The principal southern elevation comprises a three-bay, two-storey and attic main block with a two-storey pitched gable addition set back to the right, featuring a curved entrance porch. The three-bay main block is distinguished by two-storey, canted, corniced bay windows in the outer bays, built of ashlar with six-light mullioned window openings at ground floor and three-light mullioned openings at first floor. The centre bay contains a two-light mullioned window and a long nine-light mullioned window spanning the stair from ground to first floor. Three Queen Anne style timber dormers occupy the attic floor, with the centre dormer narrower than the others. The addition to the right features a two-storey pitched gable section with a circular entrance porch at its left corner and a single-storey piended roof section to the right.
The west elevation has a two-storey canted bay at the left of the gable with a single opening above. The rear northern elevation is eight bays with two pitched gable ends in the centre and centre-left bays. The gable in the centre-left bay features two garage door openings with two-leaf timber doors. To the left of this gable is a single-storey, two-bay projection with a piended roof, a door and window opening, surrounded by a stone wall forming a courtyard.
Most window openings are replacement uPVC. The entrance door is six-panel timber with metal bosses. The roofs are slate with cast iron rainwater goods, hipped construction, ashlar skews, and tall corniced stacks.
The interior, based on photographs from 2020 sales particulars, shows that much of the early twentieth-century interior has been altered, though early twentieth-century timber panelling and a fire surround in the ground floor dining room remain, as do cornices in the sitting room. A painted timber staircase and vaulted hall are also evident.
The following later additions and structures are excluded from the listing: a two-storey mansard-roofed addition from the late 1930s to early 1940s, a single-storey semi-circular plan conservatory with piended roof from the late twentieth century, and gate piers and boundary walls to the northeast and south dating from the later twentieth century. The mansard-roofed addition is rectangular in plan, built of coursed rubble with a partially slated roof. Pairs of square-plan gate piers flank the driveway entrance both at the northeast of the house and to the south leading to Ravelston Golf Course.
Boraston House was built around 1901 as the manse for St.

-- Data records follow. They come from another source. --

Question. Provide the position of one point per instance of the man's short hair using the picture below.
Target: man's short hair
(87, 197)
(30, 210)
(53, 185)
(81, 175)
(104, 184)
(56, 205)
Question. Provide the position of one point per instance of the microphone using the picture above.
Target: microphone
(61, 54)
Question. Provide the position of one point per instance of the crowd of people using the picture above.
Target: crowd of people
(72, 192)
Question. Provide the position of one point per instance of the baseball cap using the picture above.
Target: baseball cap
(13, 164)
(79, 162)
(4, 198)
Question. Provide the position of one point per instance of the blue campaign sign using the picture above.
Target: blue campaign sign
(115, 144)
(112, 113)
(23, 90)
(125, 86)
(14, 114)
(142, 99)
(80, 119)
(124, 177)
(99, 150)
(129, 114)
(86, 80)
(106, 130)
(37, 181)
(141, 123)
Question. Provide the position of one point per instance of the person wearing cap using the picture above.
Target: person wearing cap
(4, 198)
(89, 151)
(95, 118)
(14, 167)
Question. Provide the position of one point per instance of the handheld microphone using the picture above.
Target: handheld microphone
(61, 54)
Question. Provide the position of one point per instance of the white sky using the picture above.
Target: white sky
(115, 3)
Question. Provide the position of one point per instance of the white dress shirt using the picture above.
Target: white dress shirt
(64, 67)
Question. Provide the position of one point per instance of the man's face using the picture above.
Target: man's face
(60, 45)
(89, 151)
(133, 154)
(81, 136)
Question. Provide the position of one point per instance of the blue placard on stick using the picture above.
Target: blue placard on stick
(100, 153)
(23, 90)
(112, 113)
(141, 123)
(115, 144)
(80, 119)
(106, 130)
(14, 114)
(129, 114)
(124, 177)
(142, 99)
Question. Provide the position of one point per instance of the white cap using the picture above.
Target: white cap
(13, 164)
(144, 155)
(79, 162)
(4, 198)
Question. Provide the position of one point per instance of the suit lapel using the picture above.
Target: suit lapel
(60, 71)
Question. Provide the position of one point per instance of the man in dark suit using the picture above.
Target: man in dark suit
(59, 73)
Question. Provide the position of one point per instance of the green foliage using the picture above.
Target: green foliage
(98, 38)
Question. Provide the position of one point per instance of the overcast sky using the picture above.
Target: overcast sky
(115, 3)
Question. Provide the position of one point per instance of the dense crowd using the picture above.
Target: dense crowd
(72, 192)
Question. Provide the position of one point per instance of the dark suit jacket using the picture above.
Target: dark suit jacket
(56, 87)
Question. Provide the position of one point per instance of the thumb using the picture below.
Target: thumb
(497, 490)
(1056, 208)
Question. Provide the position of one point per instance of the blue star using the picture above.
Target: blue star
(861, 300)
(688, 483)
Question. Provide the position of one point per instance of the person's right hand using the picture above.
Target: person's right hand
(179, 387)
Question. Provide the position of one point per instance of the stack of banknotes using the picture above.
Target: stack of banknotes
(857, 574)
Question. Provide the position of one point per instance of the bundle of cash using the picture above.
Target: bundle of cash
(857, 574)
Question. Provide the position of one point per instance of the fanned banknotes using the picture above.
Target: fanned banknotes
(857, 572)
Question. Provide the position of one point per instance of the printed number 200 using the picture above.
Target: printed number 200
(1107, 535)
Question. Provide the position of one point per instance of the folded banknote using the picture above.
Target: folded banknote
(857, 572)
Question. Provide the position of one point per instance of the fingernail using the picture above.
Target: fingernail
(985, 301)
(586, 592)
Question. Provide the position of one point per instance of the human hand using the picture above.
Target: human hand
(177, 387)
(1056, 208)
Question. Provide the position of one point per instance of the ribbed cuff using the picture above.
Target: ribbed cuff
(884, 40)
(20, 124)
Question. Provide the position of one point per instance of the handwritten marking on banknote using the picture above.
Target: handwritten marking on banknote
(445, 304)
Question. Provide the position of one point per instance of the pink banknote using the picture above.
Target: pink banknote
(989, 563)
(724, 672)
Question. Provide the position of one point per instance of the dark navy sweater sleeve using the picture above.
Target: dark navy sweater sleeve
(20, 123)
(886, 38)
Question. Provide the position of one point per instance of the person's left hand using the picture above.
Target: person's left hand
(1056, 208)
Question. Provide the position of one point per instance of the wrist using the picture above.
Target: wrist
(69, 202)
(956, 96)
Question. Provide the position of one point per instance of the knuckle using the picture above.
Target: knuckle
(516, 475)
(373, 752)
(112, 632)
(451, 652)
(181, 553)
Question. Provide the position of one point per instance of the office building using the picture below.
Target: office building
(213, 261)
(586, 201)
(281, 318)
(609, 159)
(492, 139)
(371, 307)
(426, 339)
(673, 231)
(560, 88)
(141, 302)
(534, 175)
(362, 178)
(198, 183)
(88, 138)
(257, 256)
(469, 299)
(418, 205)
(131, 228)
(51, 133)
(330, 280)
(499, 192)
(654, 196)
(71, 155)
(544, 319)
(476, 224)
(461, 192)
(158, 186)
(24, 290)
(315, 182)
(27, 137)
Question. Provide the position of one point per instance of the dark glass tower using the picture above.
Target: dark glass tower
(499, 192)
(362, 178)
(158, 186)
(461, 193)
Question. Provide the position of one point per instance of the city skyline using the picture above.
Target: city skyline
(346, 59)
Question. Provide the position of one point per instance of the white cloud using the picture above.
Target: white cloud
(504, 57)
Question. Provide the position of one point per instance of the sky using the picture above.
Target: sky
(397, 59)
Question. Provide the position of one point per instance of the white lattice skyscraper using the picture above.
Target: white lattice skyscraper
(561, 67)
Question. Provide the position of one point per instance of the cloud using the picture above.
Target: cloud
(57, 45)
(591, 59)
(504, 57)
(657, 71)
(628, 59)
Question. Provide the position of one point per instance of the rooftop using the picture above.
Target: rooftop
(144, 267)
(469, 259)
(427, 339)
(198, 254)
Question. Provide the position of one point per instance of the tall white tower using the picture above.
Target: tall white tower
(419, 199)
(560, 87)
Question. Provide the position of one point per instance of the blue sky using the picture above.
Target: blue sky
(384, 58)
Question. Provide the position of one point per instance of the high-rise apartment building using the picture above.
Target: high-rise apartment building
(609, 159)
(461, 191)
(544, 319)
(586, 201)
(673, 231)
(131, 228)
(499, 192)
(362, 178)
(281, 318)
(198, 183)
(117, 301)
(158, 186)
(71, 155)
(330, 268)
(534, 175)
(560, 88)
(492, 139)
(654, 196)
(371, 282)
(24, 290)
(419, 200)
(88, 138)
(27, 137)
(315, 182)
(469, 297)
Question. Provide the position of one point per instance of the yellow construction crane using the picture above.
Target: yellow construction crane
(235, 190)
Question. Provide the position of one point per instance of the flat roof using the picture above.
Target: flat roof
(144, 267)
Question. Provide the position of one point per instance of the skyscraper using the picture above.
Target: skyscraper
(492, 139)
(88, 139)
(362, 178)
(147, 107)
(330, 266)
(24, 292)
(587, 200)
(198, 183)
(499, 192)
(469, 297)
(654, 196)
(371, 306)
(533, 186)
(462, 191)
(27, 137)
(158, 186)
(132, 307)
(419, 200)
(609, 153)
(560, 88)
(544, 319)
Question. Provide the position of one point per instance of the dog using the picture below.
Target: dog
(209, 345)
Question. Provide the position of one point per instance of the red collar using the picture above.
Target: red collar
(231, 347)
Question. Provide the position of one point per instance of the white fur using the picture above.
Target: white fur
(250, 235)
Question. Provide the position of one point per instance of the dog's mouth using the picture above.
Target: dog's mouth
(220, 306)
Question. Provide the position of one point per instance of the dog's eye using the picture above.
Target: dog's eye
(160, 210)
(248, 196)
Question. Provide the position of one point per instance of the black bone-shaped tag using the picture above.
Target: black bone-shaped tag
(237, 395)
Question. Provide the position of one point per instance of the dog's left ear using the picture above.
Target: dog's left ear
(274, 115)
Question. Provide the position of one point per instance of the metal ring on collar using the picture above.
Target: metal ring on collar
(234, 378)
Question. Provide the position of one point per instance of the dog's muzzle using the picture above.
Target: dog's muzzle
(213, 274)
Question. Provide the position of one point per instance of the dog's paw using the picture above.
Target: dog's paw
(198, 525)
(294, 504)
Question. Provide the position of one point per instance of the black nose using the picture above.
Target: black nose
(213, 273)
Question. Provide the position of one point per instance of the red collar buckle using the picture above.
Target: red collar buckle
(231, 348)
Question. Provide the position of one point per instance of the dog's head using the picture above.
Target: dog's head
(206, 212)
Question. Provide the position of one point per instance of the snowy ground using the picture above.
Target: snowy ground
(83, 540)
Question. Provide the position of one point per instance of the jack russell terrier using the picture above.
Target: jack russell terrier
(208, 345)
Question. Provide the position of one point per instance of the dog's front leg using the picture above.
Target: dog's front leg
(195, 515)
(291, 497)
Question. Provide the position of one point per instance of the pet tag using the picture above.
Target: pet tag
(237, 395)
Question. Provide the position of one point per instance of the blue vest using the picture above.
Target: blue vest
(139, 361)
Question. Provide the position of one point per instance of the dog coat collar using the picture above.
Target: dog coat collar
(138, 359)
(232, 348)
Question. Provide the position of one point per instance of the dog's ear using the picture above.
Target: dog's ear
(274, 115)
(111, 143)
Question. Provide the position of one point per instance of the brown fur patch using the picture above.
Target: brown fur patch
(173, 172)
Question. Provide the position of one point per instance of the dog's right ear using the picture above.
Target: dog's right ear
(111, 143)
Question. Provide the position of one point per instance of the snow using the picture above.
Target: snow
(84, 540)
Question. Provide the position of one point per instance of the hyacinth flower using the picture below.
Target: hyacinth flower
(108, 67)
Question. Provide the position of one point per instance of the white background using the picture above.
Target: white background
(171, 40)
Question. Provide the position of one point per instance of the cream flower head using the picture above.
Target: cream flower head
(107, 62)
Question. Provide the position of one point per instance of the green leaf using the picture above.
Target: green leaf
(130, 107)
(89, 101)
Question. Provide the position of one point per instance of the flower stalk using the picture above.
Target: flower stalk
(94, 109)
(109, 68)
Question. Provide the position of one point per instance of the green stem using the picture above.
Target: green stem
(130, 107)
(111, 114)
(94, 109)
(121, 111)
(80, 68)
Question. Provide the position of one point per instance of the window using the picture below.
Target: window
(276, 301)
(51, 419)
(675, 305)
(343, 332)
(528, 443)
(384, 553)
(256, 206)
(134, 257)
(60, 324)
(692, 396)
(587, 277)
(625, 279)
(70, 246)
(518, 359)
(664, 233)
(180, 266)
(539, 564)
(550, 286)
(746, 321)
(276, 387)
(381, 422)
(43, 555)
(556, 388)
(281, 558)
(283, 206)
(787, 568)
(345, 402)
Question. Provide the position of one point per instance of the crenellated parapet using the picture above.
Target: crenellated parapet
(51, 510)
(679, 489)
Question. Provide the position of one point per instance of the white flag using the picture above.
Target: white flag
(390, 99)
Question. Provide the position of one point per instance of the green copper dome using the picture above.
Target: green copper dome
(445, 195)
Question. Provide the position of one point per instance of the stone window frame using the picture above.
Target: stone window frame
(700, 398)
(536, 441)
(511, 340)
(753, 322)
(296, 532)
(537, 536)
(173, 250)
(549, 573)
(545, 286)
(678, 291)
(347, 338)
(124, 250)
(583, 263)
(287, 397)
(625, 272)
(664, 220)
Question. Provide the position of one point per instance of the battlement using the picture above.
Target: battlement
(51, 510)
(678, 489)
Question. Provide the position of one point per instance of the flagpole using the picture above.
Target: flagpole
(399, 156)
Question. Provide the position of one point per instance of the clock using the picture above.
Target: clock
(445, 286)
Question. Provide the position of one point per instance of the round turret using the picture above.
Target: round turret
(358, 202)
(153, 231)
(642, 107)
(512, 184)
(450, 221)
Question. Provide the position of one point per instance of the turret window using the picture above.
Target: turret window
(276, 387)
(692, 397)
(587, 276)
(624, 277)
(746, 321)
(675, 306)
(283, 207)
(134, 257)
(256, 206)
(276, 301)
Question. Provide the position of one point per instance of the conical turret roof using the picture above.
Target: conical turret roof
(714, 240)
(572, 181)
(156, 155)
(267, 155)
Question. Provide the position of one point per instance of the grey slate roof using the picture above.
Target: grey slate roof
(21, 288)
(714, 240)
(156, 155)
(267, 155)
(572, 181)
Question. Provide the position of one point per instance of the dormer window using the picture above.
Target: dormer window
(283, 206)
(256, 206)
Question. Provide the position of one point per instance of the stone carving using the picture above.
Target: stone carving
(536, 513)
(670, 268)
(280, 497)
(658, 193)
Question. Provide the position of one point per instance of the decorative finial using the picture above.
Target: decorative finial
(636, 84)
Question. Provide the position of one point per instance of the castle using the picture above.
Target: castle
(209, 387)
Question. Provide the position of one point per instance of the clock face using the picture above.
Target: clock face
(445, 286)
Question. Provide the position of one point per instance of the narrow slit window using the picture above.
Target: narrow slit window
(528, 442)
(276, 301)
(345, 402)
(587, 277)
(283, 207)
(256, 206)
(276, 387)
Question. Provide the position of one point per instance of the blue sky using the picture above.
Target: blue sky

Columba's Church, Queensferry Road, Blackhall, located just under half a mile away to the northeast, which was designed by P. McGregor Chalmers between 1899 and 1900. Architectural plans prepared by Peddie and Washington Browne dating from 1900 to 1901 describe the building as a "House at Craigcrook for Rev. W. B. Stevenson". The West Lothian Courier reported in 1901 that "the Rev. W. B. Stevenson had erected for himself an elegant mansion near Ravelston", suggesting that while the manse was built for the minister of the Church of Scotland at Blackhall, Rev. Stevenson himself may have commissioned and partially or wholly funded its construction.
Boraston House appears on the Ordnance Survey map surveyed in 1905 and published in 1908, labelled as "Manse" with an irregular footprint. Immediately to the west is an old quarry, and beyond that lies Craigcrook Castle. By the 1933 Ordnance Survey map, the building is labelled "Boraston Knowe" and no longer appears to be in use as a manse. A U-plan building with a small rectangular-plan outbuilding to the left is shown within the grounds at the north by the entrance. In the wider setting, the house is surrounded to the north and east by Ravelston Golf Course, and the area of Blackhall between the former manse and St. Columba's Church has been developed with housing.
The 1947 Ordnance Survey map shows a rectangular-plan addition to the rear northern elevation adjoining the dining room, now in use as a study. The U-plan building to the north is labelled "Boraston Cottage". In the late twentieth century, a single-storey conservatory was added to the rear northern elevation, accessed via the dining room. Boraston Cottage was separated into private ownership in the later twentieth century.